All I get when I enter this command is
A greater-than cursor

Ubuntu
Using Meta-Llama-3-8B-Instruct and Oogabooga to train.
16G GPU - nothing signifigant should be running.

NVIDIA-SMI 550.107.02 Driver Version: 550.107.02 CUDA Version: 12.4 |
|-----------------------------------------±-----------------------±---------------------+
| GPU Name Persistence-M | Bus-Id Disp.A | Volatile Uncorr. ECC |
| Fan Temp Perf Pwr:Usage/Cap | Memory-Usage | GPU-Util Compute M. |
| | | MIG M. |
|=========================================+========================+======================|
| 0 NVIDIA GeForce RTX 4070 … Off | 00000000:01:00.0 On | N/A |
| 0% 35C P8 7W / 285W | 15273MiB / 16376MiB | 3% Default |
| | | N/A |
±----------------------------------------±-----------------------±---------------------+

±----------------------------------------------------------------------------------------+
| Processes: |
| GPU GI CI PID Type Process name GPU Memory |
| ID ID Usage |
|=========================================================================================|
| 0 N/A N/A 2501 G /usr/lib/xorg/Xorg 195MiB |
| 0 N/A N/A 2884 C+G …libexec/gnome-remote-desktop-daemon 211MiB |
| 0 N/A N/A 2937 G /usr/bin/gnome-shell 26MiB |
| 0 N/A N/A 3807 G /opt/teamviewer/tv_bin/TeamViewer 16MiB |
| 0 N/A N/A 4551 G …AAAAAAAACAAAAAAAAAA= --shared-files 25MiB |
| 0 N/A N/A 4646 G /usr/bin/nautilus 27MiB |
| 0 N/A N/A 5920 G …seed-version=20240913-050142.817000 85MiB |
| 0 N/A N/A 14891 C python 14652MiB |

Suggestions appreciated.

I’m unsure I understand your question correctly. Are you in a Python REPL and are just seeing the >>> markers waiting for your input or is this call printing it?
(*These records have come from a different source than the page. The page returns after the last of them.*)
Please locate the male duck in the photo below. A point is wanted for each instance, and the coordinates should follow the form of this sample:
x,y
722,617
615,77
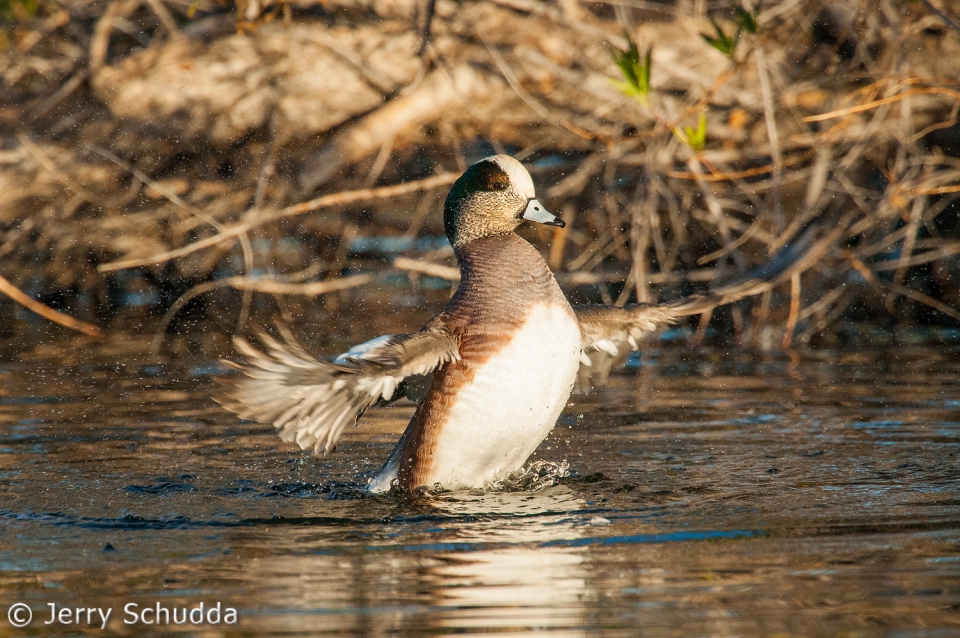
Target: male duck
x,y
504,353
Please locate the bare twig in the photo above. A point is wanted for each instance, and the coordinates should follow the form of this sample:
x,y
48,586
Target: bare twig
x,y
47,312
259,285
325,201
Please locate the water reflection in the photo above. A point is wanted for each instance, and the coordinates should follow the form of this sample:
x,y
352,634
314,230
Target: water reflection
x,y
711,495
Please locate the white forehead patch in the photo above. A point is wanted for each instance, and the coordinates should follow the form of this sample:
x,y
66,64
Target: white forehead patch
x,y
518,175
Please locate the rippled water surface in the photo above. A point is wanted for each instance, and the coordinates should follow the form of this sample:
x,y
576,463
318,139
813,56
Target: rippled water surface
x,y
711,493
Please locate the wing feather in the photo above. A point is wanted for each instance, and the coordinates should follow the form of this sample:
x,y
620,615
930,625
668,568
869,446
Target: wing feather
x,y
311,401
609,332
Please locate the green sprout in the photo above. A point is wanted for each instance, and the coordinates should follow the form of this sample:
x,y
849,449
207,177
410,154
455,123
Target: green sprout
x,y
727,44
723,42
747,20
636,72
696,139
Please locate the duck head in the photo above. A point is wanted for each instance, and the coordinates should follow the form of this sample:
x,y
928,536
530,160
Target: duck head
x,y
491,198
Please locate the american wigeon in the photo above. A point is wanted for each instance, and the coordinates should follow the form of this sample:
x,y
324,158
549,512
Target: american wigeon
x,y
504,353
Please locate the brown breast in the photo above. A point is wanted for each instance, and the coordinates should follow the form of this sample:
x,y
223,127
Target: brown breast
x,y
502,278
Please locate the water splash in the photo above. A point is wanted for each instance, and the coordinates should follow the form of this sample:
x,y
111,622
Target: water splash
x,y
535,476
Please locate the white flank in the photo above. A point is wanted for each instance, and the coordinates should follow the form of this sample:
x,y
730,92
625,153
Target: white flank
x,y
512,403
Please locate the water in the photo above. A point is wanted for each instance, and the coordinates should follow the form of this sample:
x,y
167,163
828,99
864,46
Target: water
x,y
709,494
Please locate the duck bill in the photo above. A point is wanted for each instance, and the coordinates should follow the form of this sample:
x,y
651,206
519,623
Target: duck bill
x,y
535,212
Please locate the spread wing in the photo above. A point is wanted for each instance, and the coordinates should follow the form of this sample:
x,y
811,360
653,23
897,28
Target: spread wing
x,y
609,332
311,401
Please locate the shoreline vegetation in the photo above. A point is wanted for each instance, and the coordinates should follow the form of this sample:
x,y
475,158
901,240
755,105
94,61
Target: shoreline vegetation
x,y
168,162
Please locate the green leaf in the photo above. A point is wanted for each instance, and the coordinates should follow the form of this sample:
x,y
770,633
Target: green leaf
x,y
723,43
746,20
696,138
635,72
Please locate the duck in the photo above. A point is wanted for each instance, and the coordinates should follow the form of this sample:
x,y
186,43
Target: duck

I typed it on a Linux command line.
I’m just getting started and only have a glimmer of what I’m doing. Should I be inside an environment first?

I’m not sure where exactly you are seeing this output, but in any case calling empty_cache() won’t find the OOM issue since PyTorch will try to release the cache and reallocate the memory internally first before raising the OOM error to the user. You might this need to decrease the overall memory usage e.g. by reducing the batch size of your training.